Thursday, September 06, 2007

Un año de buena fortuna




Estamos acostumbrados a pensar que la ética –no una ciencia ni una técnica– es el arte de vivir bien, de comprender aquellas formas de comportamiento que son auténticamente humanas y que implican un fortalecimiento de la autonomía y de la responsabilidad individuales. Pero también nos hemos habituado a pensar que este arte de vivir bien se define a partir de dos tipos de conductas que la ética prescribiría: la virtud y el vicio, y que cada uno de estos términos excluye al otro. Para la ética cristiana, por ejemplo, el tribunal que decide lo que es virtud y lo que es vicio no radica en el interior de la conciencia, sino que se localiza en la mirada de Dios que elige salvar a quienes no dudan en tomar el camino –casi siempre el más penoso, el más largo– que a Él los conduce. Entonces, la virtud se convirtió en lo opuesto del pecado, en el aliento divino que encarnado es capaz de derrotar al mal sin mayor problema.

Pero las cosas no siempre fueron así. En su libro La fragilidad del bien, La filósofa estadounidense Martha C. Nussbaum nos propone comprender la ética griega antigua a partir de una oposición totalmente diferente a la que divide a la virtud del pecado: pensando a la virtud como la forma de dominar, al menos de manera parcial, a la fortuna. De acuerdo con esta idea, para los griegos, la civilización se construye para tratar de crear cierto orden en el que sea posible la vida humana, sabiendo que la última palabra siempre está dada por la fortuna. Nussbaum cita uno de los más hermosos fragmentos de Píndaro para apoyar esta idea: el que se refiere a la vid, que necesita del cuidado, la luz, el agua y el suelo nutricio para crecer, pero que también requiere de un poco de buena fortuna para pasar desapercibida por quien la iba a pisar cuando todavía era demasiado joven para resistir. De la misma forma, la vida humana estaría necesitada de cuidados, de protección cuando somos más jóvenes y frágiles, pero también de no estar expuesta a aquellas catástrofes que no está en nuestras manos controlar.

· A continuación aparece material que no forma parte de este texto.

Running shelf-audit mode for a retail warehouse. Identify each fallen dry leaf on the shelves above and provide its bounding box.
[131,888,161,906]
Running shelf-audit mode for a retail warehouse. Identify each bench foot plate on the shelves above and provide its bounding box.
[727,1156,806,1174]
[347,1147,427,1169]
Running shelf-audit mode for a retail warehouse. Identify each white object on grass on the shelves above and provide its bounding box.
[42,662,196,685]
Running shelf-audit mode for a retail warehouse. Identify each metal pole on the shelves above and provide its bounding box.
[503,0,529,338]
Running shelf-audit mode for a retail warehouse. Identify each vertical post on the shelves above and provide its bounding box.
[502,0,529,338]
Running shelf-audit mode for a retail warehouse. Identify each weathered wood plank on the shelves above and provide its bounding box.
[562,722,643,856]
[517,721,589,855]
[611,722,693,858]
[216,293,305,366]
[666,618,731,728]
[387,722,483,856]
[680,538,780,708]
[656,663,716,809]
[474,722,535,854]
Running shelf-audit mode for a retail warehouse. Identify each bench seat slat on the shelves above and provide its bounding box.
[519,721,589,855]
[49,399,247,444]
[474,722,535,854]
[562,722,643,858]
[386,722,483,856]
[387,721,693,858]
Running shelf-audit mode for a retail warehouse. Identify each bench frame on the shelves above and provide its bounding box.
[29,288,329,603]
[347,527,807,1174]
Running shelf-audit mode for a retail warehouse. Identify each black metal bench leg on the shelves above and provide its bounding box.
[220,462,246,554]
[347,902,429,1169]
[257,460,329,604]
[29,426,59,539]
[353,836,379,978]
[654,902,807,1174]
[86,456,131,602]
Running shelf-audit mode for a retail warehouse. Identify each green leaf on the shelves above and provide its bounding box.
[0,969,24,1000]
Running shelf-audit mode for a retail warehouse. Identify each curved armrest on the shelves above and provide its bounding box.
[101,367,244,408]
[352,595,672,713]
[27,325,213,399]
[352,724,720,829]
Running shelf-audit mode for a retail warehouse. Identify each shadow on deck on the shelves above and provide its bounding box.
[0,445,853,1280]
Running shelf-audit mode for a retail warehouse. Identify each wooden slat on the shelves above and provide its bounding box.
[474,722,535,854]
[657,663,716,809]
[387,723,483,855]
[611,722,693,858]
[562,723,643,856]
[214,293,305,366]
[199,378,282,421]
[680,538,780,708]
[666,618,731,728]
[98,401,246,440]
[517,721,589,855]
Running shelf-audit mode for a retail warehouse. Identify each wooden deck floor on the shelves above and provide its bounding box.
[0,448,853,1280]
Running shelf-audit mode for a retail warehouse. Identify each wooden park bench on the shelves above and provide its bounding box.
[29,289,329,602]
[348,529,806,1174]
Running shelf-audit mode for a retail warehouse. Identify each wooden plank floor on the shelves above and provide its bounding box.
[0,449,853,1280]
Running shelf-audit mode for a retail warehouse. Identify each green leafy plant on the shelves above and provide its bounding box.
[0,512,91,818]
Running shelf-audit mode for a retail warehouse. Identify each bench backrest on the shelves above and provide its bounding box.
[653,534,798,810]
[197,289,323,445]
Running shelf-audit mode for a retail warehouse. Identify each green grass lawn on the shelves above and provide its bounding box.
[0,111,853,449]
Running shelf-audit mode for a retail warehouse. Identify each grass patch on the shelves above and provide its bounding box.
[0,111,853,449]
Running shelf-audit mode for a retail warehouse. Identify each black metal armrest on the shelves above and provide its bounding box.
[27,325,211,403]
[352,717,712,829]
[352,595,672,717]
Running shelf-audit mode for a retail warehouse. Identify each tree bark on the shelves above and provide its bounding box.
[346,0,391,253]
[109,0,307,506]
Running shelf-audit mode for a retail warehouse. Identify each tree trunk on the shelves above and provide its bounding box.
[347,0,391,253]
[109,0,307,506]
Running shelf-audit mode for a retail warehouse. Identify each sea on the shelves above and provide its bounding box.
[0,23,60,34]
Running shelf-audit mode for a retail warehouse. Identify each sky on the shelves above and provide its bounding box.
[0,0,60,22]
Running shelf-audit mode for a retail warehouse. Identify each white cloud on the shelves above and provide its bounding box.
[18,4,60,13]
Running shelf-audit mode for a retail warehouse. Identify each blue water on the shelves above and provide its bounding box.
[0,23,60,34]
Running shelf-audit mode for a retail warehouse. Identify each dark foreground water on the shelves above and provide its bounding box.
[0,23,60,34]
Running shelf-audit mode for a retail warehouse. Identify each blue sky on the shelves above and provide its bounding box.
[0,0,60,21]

La virtud enseña a los seres humanos que hay ciertos comportamientos –la búsqueda de la sabiduría, la justicia, la belleza– que fortalecen la vida frente a la contingencia, pero también despierta la gratitud en quien reconoce que su supervivencia dependió, en buena medida, del azar, de haberse salvado de la muerte cuando muchos no lo hicieron. En el contexto de la ética griega antigua, la virtud no es precisamente lo opuesto de la fortuna, pero si una forma de reconocer la medida de las fuerzas humanas y de hacer al individuo consciente de aquella parte de su existencia que debe al azar. Los griegos dedicaron buena parte de su teoría ética a trazar las coordenadas que permiten al ser humano transitar desde la naturaleza hasta la civilización, precisamente, para mostrar lo fácil que es extraviarse en este camino y naufragar por causa del azar y la fortuna.

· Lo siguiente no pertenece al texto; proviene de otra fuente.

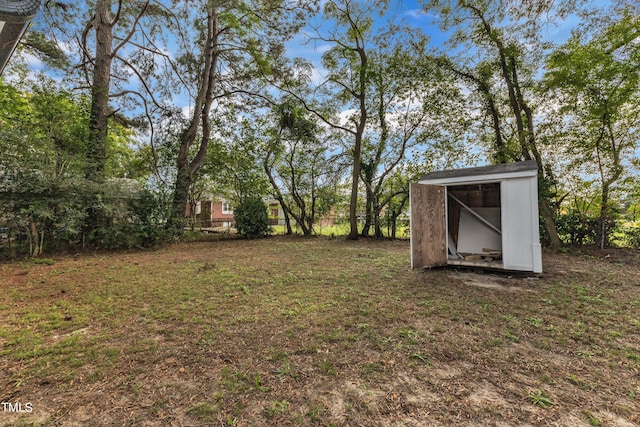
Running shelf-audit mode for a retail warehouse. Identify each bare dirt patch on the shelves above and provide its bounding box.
[0,238,640,427]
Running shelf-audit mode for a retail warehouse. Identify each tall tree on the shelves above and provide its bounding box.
[546,9,640,248]
[168,0,314,234]
[428,0,567,248]
[263,98,336,236]
[272,0,388,240]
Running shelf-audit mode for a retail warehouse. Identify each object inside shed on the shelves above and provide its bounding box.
[447,182,502,267]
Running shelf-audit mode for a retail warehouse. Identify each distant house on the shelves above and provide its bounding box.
[185,195,236,228]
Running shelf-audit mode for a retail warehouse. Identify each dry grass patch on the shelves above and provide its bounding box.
[0,237,640,426]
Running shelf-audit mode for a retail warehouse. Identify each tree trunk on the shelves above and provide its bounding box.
[167,3,222,236]
[85,0,113,183]
[360,183,374,237]
[167,159,191,236]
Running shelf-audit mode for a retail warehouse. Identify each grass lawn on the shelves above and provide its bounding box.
[0,237,640,426]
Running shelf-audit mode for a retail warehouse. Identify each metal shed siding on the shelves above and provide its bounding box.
[500,178,542,273]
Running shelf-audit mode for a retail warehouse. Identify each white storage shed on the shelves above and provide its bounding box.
[409,160,542,273]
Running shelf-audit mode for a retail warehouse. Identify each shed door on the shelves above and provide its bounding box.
[409,183,447,268]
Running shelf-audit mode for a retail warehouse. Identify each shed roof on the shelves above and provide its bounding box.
[420,160,538,181]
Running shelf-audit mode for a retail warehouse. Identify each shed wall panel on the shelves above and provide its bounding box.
[502,178,539,271]
[409,183,447,268]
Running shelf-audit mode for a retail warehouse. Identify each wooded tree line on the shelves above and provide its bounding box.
[0,0,640,255]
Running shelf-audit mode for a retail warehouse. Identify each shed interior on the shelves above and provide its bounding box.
[447,182,502,268]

Un individuo con suerte, de este modo, es quien está vivo para poder reflexionar sobre la forma en que sus fuerzas le permitieron dominar el azar, pero también quien reconoce lo inútil que es cualquier logro humano frente a la fuerza de lo que no está en su voluntad controlar. Aunque es responsabilidad completa de quien siente el amor relacionarse de una manera justa con la otra persona, correspondió a la suerte haber puesto a dos seres tan diferentes en un mismo camino. Siempre uno puede decidir si se comportara de manera moral o inmoral frente a los demás, pero existen circunstancias particulares –el campo de concentración es el ejemplo más evidente– que vuelven nebulosa la diferencia entre un acto de crueldad y un acto de supervivencia. Frente a la conciencia de lo mucho que el azar domina nuestras vidas y lo poco que significan nuestras fuerzas comparadas con aquél, lo único que nos queda como prerrogativa es la gratitud: agradecimiento por habernos cruzado en el camino de la persona amada y por no estar en una situación que nos obligue a decidir entre conservar la propia vida o tomar la de alguien más.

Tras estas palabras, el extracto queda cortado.